If there is a more atmospheric horror movie, I have yet to see it. The Haunting is a series of visual and auditory illusions whose whole effect is to completely unsettle the viewer. One identifies immediately with the most vulnerable of the characters, and the witnessing of the downward spiral, mentally and physically, of this person is one of the most disturbing experiences in all of modern cinema.
Invasion of the Body Snatchers (1956)
Invasion of the Body Snatchers (1978)
The greatest horror novels and films prey upon human paranoia. Finney’s novel that spawned these films is a classic, rivaled in the category of paranoid fantasies only by Matheson’s I AM LEGEND. Both of these versions of Invasion are superlative films, and while generally I disdain remakes of classic and perfectly fine movies, in this case the remake was worth the doing. Invasion of the Body Snatchers is both effective science fiction and evocative horror. The fifties version relied on the Red Scare, perhaps subtly or maybe on the surface—but who’s to know. The paranoia of being ratted out for being different (leftist) could also be the germ that created the fear in some viewers of that era.

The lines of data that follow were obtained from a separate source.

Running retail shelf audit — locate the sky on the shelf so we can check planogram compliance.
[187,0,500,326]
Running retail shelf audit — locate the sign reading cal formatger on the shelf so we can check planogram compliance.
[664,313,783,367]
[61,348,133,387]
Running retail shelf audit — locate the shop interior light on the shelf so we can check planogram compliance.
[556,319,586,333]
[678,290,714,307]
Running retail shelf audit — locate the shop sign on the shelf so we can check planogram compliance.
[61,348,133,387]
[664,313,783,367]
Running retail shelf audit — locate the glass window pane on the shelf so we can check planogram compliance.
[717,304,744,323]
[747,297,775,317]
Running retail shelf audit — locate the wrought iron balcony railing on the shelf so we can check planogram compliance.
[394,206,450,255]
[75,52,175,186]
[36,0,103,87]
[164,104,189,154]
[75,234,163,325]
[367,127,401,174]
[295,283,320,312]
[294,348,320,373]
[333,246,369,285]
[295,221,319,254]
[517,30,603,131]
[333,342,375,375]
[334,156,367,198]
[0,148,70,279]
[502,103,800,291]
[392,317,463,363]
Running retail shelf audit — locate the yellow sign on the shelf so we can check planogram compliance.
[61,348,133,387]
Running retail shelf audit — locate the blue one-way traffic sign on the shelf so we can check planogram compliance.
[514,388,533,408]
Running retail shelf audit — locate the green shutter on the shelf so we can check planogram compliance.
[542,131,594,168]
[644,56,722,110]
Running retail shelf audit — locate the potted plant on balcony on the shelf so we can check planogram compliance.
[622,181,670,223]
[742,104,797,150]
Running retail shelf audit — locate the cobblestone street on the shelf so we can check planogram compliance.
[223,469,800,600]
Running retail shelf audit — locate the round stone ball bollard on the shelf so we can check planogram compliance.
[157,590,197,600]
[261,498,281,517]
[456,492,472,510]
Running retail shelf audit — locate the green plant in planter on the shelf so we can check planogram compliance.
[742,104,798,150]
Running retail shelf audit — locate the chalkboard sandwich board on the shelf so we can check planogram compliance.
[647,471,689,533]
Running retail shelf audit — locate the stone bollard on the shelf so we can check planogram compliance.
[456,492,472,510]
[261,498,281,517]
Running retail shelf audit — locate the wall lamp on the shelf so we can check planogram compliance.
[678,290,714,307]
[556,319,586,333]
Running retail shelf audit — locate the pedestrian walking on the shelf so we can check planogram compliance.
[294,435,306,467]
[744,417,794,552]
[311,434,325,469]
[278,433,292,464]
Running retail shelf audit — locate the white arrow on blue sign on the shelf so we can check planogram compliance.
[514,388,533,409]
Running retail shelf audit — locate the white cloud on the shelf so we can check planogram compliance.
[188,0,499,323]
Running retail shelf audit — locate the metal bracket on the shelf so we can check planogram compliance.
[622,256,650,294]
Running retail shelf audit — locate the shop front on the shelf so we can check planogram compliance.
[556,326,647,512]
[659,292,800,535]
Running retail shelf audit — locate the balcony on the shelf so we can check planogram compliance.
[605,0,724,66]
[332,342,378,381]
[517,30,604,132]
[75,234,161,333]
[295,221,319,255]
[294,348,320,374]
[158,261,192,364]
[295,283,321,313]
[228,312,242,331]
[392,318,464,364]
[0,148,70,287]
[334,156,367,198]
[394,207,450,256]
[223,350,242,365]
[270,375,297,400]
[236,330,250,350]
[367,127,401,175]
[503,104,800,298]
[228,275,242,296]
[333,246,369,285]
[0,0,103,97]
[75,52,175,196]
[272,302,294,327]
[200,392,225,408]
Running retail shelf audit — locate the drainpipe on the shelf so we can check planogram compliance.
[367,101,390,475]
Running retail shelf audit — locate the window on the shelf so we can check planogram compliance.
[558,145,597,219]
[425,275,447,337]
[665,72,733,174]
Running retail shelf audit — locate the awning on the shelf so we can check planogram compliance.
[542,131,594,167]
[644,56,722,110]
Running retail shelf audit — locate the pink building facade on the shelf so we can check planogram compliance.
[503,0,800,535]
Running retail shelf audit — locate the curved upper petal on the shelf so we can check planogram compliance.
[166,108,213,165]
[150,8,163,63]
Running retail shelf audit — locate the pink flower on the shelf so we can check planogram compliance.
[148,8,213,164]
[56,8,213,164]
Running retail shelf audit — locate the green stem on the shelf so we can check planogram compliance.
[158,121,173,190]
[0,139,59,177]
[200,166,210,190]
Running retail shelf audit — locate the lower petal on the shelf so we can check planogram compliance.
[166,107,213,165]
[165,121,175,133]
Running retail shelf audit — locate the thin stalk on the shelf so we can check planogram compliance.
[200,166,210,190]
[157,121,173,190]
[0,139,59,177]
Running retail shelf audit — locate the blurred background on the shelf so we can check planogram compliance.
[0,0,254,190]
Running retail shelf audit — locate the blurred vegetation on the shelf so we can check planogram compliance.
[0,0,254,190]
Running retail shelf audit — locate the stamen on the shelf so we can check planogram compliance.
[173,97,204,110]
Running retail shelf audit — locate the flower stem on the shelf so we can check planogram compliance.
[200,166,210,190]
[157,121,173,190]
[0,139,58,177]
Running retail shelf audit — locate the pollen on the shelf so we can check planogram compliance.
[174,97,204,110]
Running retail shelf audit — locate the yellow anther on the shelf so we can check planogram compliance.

The later version has a cast at least equal to that in the 50s film, and a script that goes the original one better in having the courage to end with a far more horrifying and downbeat ending. The small changes in the storyline were startling and make the film different enough so that what was familiar is made strange enough so that the experience is new.
The Woman in Black
This is, to my way of thinking, the most frightening ghost story ever put to film. Based on the very popular novel of the same name, and the stage play, The Woman in Black is a ghost story with a grain of logic behind it. This is the key to creating a good ghost story—if one is to accept the perfectly ridiculous idea of a ghost, then one must be presented with a kind of twisted logic to make it all seem believable (on some level). This movie does that, and brilliantly. The ghost in the film (the Woman in Black) appears tenuously, at first, her presence building and building as the protagonist of the film slowly realizes just what he is dealing with. The movie has the single scariest ghost encounter I have ever witnessed, and every time I see it (even in daylight), I never fail to be literally scared and to feel the gooseflesh creeping up my spine.
Alien is probably the scariest pure science fiction film I’ve seen. The movie relies not on a single fear to generate dread, but on many different fears. There is the fear of the unknown, the fear of one’s own body, the fear of betrayal, the fear of violence, fear of the dark, claustrophobia, and on and on. Ridley Scott has succeeded in crafting not only one of the finest horror films ever made, but also one of the best science fiction films ever. This one works on so many levels that it’s hard to understand how it works so well. Add to all of this the most disturbing film monster of all time, and it’s a recipe for total horror.